There’s a musical nativity figurine I take out every December since 2002. It’s a nice ceramic piece that plays, Away in a Manger, and has beautifully painted figures of the Holy Family in the classic scene: Mary kneeling, hands folded in prayer, gazing adoringly at the Baby Jesus in the manger with Joseph standing watch over them, a staff in one hand and a lantern in the other. The bottom of this figurine has the date, Dec. 2001, and my mother’s name. And that’s the important part.
This particular figurine was not my first choice when I shopped for a musical nativity for my mom that Christmas. I had glanced at it quickly then passed it by, moving on to other stores. My mom loved nativity scenes and musical boxes, and I was looking for one that revolved while playing a tune, and one that was larger (this one is a bit over 6 inches tall) so my mom could more clearly see the details given her failing eyesight. After shopping for hours and not finding what I wanted, I chose this one because it was pretty and it played one of my mother’s favorite Christmas tunes, Away in a Manger. I wasn’t totally satisfied with it…the melody sounded rather tinny and the music didn’t play very long before needing rewinding…but with time running short, just a few days to Christmas, I bought it with the idea that it was fine for now and I’d get her a better one next Christmas.
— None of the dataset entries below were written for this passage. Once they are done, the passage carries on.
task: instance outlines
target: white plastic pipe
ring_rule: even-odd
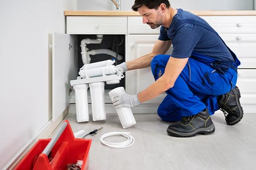
[[[108,66],[113,65],[115,63],[114,61],[111,60],[107,60],[102,61],[85,64],[81,69],[81,70],[89,69],[92,68],[100,67],[103,66]]]
[[[89,69],[81,70],[79,74],[82,78],[88,79],[92,77],[115,74],[117,69],[114,65],[104,66]]]
[[[88,49],[86,48],[86,44],[101,44],[102,41],[103,35],[97,35],[96,40],[85,39],[81,41],[81,54],[82,54],[82,60],[84,64],[89,63],[90,61],[89,55],[87,54]]]
[[[87,53],[88,54],[92,56],[99,54],[106,54],[113,56],[114,58],[116,58],[117,56],[117,53],[115,52],[113,52],[112,50],[107,49],[98,49],[95,50],[92,50],[90,51],[87,52]],[[123,59],[123,57],[119,54],[117,54],[117,59],[118,60],[121,60]]]

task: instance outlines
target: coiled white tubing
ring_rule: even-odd
[[[113,131],[105,133],[102,135],[100,140],[101,142],[106,146],[115,148],[125,148],[131,146],[134,143],[134,138],[130,134],[130,132]],[[121,142],[109,142],[104,141],[104,138],[111,136],[121,135],[127,138],[126,141]]]

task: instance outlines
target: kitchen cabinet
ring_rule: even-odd
[[[214,12],[211,12],[213,14]],[[241,103],[245,113],[255,113],[256,109],[256,15],[233,16],[227,13],[202,15],[217,31],[241,62],[238,70]],[[242,14],[241,11],[240,11]],[[199,14],[202,13],[199,12]],[[159,28],[152,29],[142,23],[140,16],[67,16],[68,34],[122,34],[125,35],[125,60],[130,61],[148,53],[157,40]],[[106,22],[107,21],[107,22]],[[172,47],[167,53],[171,53]],[[154,81],[150,68],[131,70],[126,73],[127,94],[136,94]],[[108,94],[106,94],[108,95]],[[155,113],[164,96],[158,97],[132,108],[134,113]],[[106,103],[106,108],[113,108]],[[111,109],[110,109],[111,110]],[[106,110],[109,110],[106,109]],[[111,110],[114,112],[114,109]]]

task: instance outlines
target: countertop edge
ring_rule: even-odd
[[[189,11],[199,16],[249,16],[255,15],[256,11]],[[135,11],[64,11],[65,16],[140,16]]]

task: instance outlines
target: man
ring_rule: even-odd
[[[116,67],[122,72],[151,66],[155,82],[135,95],[117,94],[115,108],[134,107],[166,92],[158,114],[171,125],[168,133],[188,137],[215,130],[210,115],[220,109],[228,125],[242,118],[236,86],[240,62],[203,19],[170,6],[168,0],[135,0],[132,8],[160,36],[151,53]],[[171,55],[164,55],[171,45]]]

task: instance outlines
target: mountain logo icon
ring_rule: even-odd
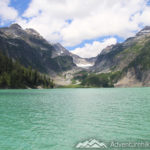
[[[95,139],[90,139],[84,142],[80,142],[76,145],[76,148],[90,148],[90,149],[102,149],[107,148],[106,144],[103,142],[99,142]]]

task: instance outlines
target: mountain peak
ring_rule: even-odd
[[[136,36],[150,34],[150,26],[145,26],[141,31],[139,31]]]
[[[11,29],[22,29],[21,26],[17,23],[14,23],[14,24],[10,25],[10,28]]]
[[[32,34],[32,35],[40,36],[40,34],[32,28],[27,28],[26,32],[29,33],[29,34]]]
[[[143,29],[142,29],[142,31],[143,30],[150,30],[150,26],[145,26]]]

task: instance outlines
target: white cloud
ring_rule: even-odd
[[[105,39],[102,42],[94,41],[92,44],[85,44],[82,48],[76,48],[71,51],[72,53],[79,55],[83,58],[90,58],[97,56],[104,48],[112,44],[116,44],[117,40],[115,38]]]
[[[75,46],[84,40],[118,35],[124,38],[150,25],[147,0],[32,0],[24,27],[35,28],[49,41]],[[146,19],[147,18],[147,19]],[[67,20],[72,20],[68,23]]]
[[[9,6],[10,0],[0,0],[0,18],[1,23],[5,21],[14,21],[18,12],[13,7]]]

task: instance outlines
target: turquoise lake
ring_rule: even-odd
[[[150,88],[0,90],[0,150],[77,150],[90,139],[150,142]]]

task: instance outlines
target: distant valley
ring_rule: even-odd
[[[50,77],[56,87],[150,86],[149,26],[97,57],[81,58],[60,43],[49,43],[34,29],[12,24],[0,28],[0,53]]]

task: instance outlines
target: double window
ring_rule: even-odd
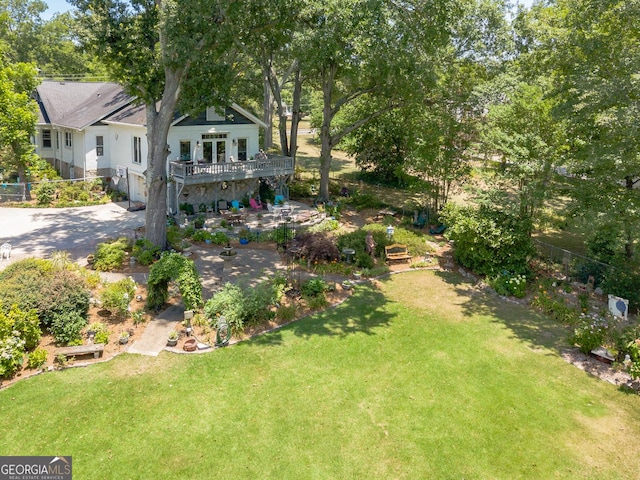
[[[180,140],[180,160],[189,161],[191,158],[191,141]]]
[[[247,139],[239,138],[238,139],[238,160],[246,161],[247,157]]]
[[[102,157],[104,155],[104,137],[96,135],[96,155]]]
[[[142,163],[142,138],[133,137],[133,163]]]
[[[51,148],[51,130],[42,131],[42,148]]]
Before wrapping the gift, I wrote the date and my mom’s name on the bottom with a magic marker because she was staying in a nursing home. When I arrived, she looked at me with the faraway, blank stare that had become her expression these days. She said my name, as she always did, and nothing more. Sometimes you could not engage her at all, as if she just wasn’t there. I handed her the gift, she opened it...and then she smiled! Yes, she smiled, and that was a big deal, she did not smile often anymore.
With her failing eyesight, I wasn’t even sure the figurine was big enough for her to see the wonderful detail in the figures. But no matter…she seemed to see it well enough to smile right away when it was unwrapped, and an even bigger smile that lit up her face when she heard, Away in a Manger. She loved music; she loved to sing. In her younger days before the illness that left her body alone but took her mind…and oh, did it take her mind to places where a dark unreality could turn a warm summer day into a harsh winter night…she sang at a local USO club for WWII soldiers. When my siblings and I were children, my mother sang to the radio every day. She had a lovely singing voice. Although I enjoy singing, I can honestly say I did not inherit her vocal talent, but one of my sisters did. Then the illness took my mother's body, too.